# What factory load to use?



## royy2 (Sep 10, 2006)

I am getting back into rifle hunting after a 10 year absence. I bought a new Weatherby Vanguard Deluxe 30.06. I will be hunting in the woods of northern MN and the majority of my shots will be under 150 yds.

I've read where I should try several different loads and see which one shoots best, but I don't really have the cash to go by 5 boxes of shells at $25.00 a box just to find one that shoots better then the others. What is a good, readily available (and cheap) factory load for that rifle and hunting situation? What would be the best grain to use? How about a good "premium" load?
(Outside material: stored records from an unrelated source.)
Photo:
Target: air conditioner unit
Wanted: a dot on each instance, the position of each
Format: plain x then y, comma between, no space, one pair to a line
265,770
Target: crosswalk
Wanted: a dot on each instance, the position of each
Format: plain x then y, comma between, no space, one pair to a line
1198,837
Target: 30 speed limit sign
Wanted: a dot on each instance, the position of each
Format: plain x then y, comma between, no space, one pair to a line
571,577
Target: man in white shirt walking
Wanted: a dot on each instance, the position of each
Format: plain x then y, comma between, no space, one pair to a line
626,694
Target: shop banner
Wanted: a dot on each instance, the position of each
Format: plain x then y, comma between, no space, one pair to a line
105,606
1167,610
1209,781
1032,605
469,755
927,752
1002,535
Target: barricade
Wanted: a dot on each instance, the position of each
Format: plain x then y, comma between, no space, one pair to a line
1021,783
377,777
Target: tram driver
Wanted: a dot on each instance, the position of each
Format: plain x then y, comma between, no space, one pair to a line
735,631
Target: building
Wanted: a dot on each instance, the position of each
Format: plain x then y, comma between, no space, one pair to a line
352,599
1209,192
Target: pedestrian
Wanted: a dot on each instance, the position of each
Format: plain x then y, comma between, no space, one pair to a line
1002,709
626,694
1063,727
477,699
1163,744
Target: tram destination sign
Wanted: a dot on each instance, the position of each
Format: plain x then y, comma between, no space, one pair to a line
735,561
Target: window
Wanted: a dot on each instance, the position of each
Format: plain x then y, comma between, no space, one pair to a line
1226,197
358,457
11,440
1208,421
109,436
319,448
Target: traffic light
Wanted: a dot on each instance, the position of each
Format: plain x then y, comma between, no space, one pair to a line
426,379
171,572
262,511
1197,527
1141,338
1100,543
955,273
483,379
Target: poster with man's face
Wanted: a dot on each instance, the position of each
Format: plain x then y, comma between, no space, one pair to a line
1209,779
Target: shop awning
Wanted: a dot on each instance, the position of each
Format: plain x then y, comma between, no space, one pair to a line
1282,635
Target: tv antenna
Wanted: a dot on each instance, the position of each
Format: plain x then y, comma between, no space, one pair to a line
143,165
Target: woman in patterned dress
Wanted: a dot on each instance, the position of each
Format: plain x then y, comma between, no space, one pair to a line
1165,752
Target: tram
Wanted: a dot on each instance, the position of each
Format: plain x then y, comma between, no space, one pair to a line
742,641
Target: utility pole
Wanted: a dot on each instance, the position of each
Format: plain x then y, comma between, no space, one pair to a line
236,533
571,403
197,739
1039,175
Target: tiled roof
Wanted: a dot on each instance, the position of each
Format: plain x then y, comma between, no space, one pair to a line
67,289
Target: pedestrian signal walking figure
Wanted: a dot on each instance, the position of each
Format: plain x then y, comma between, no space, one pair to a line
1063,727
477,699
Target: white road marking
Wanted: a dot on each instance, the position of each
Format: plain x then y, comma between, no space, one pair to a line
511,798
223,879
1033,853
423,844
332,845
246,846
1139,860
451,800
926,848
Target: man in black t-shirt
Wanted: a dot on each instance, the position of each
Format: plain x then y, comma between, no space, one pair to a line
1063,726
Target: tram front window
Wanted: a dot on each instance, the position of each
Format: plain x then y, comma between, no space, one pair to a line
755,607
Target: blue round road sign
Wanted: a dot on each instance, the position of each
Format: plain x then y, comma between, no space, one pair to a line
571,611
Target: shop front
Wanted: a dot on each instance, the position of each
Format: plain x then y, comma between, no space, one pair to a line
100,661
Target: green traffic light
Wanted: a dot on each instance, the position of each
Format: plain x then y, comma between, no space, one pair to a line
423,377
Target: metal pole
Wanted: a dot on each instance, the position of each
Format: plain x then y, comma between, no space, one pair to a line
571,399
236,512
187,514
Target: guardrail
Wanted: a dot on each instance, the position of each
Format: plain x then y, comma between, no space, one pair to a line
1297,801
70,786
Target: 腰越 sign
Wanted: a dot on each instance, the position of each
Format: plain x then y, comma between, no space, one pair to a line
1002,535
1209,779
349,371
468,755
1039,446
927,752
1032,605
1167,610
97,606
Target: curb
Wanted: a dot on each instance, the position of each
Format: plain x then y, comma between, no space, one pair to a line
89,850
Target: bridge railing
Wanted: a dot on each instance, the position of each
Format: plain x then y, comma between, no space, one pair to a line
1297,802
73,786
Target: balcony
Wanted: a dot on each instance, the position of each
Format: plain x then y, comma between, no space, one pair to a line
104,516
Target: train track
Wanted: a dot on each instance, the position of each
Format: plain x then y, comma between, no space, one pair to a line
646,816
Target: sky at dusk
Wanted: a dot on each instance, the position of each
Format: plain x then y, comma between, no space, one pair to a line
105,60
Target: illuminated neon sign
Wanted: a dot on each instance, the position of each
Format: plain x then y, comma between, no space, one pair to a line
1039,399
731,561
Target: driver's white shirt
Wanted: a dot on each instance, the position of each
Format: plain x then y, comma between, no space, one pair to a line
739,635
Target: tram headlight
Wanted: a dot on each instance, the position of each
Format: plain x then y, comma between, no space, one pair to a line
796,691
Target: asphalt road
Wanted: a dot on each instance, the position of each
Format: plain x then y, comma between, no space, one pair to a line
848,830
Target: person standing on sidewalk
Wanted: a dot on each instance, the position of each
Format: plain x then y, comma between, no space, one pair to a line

Also, I heard that when I find a good round, I should always use the same type of ammo. Is that true? Thanks much.


----------



## Horsager (Aug 31, 2006)

My preference in an '06 would be 165gn bullet, after that I don't think there is really much difference in which brand of factory ammo you buy. The cheap versions from Winchester, Remington, and Federal will all likely shoot very well in your rifle. Vanguard's, and their model 1500 brethren of many different importers aren't generally fussy about a particular brand or bullet weight within reason. I do think it's worth buying a box of each to start with though, they'll all run you in the neighborhood of $10-$15/box. That will tell you what brand of ammo your rifle likes. If your rifle shoots one brand of "standard" ammo much better than another, it's likely it will shoot that brand of premium ammo better as well. Many hunters are able to shoot factory "standard" and "premium" ammo of the same manufacturer/bullet weight to the same point of impact, leading me to believe that loads of the same bullet weight are often loaded with the same powder charges, seating deapth, basically all is the same except for the bullet that is perched on top of it all. Most important of all, whatever you end up using, sight your rifle in with the same ammo you will be using to hunt.

:strapped:


----------



## Remington 7400 (Dec 14, 2005)

Before I started handloading I shot Winchester (gray box) 150 grain Power Points. Now that I handload, I use 150 grain Power Points! Just basically duplicate the Winchester factory load. Man I love that bullet.  ALWAYS ALWAYS ALWAYS go into the woods with the same ammo you practice with! :beer:


----------



## royy2 (Sep 10, 2006)

Thanks much for the help!


----------